XNK Therapeutics AB (“XNK”) today announced that an abstract on the long-term follow-up of the Phase I/II clinical trial study ACP-001 with its leading candidate drug has been selected for a presentation at European Hematology Association’s hybrid conference EHA2022, which is held in Vienna, Austria, on June 9th-12th.

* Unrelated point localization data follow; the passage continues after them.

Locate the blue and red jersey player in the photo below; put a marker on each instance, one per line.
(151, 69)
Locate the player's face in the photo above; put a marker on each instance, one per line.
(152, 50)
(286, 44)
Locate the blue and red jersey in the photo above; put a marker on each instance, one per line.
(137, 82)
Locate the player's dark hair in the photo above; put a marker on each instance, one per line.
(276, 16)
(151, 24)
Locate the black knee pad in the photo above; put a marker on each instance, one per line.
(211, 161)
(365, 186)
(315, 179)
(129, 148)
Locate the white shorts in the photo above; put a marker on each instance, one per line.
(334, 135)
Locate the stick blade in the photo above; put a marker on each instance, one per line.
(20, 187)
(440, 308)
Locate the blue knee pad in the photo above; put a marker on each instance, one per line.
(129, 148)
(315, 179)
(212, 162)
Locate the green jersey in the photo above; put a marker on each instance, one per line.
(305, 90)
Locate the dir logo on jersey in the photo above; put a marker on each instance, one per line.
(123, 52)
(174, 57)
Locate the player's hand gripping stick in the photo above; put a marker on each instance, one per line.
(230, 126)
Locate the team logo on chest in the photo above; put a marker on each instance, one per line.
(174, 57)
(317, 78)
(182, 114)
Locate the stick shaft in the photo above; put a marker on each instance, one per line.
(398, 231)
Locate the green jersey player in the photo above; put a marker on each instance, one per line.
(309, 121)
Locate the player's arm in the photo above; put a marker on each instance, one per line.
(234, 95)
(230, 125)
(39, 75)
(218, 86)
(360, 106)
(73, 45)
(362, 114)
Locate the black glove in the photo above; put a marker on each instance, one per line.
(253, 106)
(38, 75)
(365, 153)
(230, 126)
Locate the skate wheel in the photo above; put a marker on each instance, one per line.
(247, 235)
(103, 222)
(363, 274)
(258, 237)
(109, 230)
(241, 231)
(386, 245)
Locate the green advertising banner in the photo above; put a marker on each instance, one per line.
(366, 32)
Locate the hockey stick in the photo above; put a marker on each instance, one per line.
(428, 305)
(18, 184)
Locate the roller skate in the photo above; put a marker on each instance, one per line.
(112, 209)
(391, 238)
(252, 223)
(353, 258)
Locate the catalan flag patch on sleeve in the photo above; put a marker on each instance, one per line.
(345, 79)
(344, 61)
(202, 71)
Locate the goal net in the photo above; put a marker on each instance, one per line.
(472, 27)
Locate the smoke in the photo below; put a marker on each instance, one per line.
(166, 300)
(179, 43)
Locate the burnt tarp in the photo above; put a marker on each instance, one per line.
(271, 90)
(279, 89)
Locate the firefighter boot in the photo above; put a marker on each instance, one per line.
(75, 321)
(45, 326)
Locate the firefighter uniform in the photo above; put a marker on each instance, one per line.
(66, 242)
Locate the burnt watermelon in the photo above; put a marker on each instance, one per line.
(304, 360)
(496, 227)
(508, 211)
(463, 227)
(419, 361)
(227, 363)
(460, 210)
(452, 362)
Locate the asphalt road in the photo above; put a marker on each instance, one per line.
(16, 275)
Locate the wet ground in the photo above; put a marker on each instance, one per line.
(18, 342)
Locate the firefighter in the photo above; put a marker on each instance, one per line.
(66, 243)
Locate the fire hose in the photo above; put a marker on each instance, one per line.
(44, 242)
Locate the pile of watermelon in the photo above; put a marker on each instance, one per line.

The abstract, titled Autologous NK Cells as Consolidation After Front-Line Stem Cell Transplantation in Multiple Myeloma: A Long-Term Follow-Up, will be presented by the first author Johan Lund at a poster session on Friday, June 10, 16:30 – 17:45 CEST. The other authors include Hareth Nahi, Stephan Meinke, Per-Henrik Holmqvist, Hans-Gustaf Ljunggren, Johan Aschan and Evren Alici.
“We are very happy to be able to present this clinical long-term follow-up at this prestigious conference. It further strengthens our belief in this exciting clinical program, which also includes an ongoing clinical Phase II combination study with Sanofi’s anti-CD38 antibody Sarclisa (Isatuximab)”, said XNK’s CMO Johan Aschan.
For more information, please contact:
Johan Liwing, CEO, XNK Therapeutics
Tel: +46 706 70 36 75
About XNK Therapeutics AB
XNK Therapeutics is a clinical stage, immunotherapy company focusing its efforts on preventing and treating cancer by developing novel NK cell-based therapies. The company is at the forefront of the development of autologous NK cell-based products using its proprietary technology platform. The company’s platform technology and lead investigational candidate drug was developed specifically to target cancers, including settings where allogeneic cell products are not readily applicable. The Company’s objective is for its investigational candidate drug and proprietary platform technology to constitute key components in the cancer treatments of tomorrow. XNK Therapeutics is headquartered in Stockholm, Sweden. For more info, please visit xnktherapeutics.com.
First-in-human Phase I/II clinical trial was conducted at the Hematology Center, Karolinska University Hospital, Stockholm, Sweden, in a setting of consolidation treatment following high dose autologous stem cell transplantation in patients newly diagnosed with Multiple myeloma. The clinical study was an open, single-arm, triple escalating dose/patient study with the primary objective of studying the safety and tolerability of the product. The product demonstrated a high degree of safety, and no severe adverse events (SAE) were reported. The secondary objectives included deepening in the response, i.e., further decrease in serum Ig level (M-protein) in patients who did not achieve complete remission and deepening of minimal residual disease (MRD) in patients achieving complete remission. Four out of six patients had measurable disease following autologous SCT. Out of these four patients, all showed objective measurable responses to NK cell infusion in terms of reduction in M-component and/or MRD. The explorative analysis allowed extensive characterization of infused NK cells in patients. The treatment strategy opens for the usage of autologous NK cells in clinical settings.